This question has been asked before and already has an answer. If those answers do not fully address your question, please ask a new question.

    
Already read that thread. Does not answer the question if there is a "globally accepted" SPF record –  andrei.troll Apr 24 at 11:41
    
I'm too lazy to register on that mxtoolbox.com site. What does it list as "error detail" there? –  MichelZ Apr 24 at 11:46
    
MichelZ - i.imgur.com/idPHjUF.jpg –  andrei.troll Apr 24 at 11:48
2  
A soft fail ~all is not acceptable to some but a hard fail -all is. –  Brian Apr 24 at 11:49
    
@andrei.troll Click the "more info" link. I assume this will tell you what's going on. –  MichelZ Apr 24 at 11:50

1 Answer 1

up vote 0 down vote accepted

It's not the soft fail (more's the pity) because mine has a hard fail (-all), and it still failed their checker.

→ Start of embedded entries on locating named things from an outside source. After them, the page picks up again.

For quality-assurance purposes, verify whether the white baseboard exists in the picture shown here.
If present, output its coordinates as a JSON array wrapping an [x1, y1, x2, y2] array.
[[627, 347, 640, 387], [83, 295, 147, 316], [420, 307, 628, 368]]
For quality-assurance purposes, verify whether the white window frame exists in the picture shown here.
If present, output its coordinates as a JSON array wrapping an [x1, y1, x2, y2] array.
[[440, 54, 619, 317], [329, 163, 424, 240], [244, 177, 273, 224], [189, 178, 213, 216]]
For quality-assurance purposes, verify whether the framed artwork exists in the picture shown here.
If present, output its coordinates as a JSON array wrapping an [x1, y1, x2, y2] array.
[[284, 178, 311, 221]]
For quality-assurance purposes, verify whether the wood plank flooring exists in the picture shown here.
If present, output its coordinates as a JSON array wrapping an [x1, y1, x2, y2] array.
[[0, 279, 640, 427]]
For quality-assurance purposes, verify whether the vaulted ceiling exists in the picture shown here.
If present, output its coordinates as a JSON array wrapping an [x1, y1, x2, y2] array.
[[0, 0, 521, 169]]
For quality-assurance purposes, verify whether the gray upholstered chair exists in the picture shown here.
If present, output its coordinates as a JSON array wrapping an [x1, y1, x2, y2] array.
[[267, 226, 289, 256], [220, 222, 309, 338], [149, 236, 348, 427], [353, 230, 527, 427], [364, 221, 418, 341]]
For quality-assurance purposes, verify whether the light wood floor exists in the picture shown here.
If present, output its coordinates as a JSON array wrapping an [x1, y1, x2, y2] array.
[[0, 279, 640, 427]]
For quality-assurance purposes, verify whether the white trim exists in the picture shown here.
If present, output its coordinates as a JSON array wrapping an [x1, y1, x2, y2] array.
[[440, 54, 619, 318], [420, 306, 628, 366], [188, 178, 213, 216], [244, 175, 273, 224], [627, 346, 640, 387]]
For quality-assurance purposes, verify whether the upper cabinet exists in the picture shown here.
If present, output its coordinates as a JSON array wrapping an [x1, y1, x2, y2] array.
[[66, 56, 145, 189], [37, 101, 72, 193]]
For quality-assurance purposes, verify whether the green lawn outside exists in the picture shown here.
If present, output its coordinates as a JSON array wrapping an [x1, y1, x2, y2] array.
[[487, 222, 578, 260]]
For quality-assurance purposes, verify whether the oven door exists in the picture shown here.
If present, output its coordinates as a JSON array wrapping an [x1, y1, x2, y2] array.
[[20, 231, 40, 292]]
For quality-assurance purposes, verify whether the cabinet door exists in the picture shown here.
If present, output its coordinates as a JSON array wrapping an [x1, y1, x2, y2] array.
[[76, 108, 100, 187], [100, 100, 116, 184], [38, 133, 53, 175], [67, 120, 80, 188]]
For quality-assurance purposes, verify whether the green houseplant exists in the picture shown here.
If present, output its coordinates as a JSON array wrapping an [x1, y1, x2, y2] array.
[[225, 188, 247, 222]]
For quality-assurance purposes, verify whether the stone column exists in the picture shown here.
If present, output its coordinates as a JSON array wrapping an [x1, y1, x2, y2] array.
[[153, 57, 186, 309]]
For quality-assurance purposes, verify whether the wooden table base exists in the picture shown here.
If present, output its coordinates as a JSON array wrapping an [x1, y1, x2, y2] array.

It's the absence of an actual SPF record. You, like me, only have an SPF record of DNS type TXT. If you, as I did, add a record of DNS type SPF which contains exactly the same thing as your TXT record, it all magically goes green.

It's even saying that, if you look: green tick by the TXT record, yellow exclamation mark by the SPF record, and a correct statement: a valid SPF record was not found. Shame that last statement is highly ambiguous. What a useless checker.

Edit: if your current DNS provider doesn't support that record type, and you really care that this stupid record checker is giving you grief, then you'll have to find a better DNS provider. DNS itself certainly supports the record type; try dig spf teaparty.net to see my shiny new record, specifically added to test this answer!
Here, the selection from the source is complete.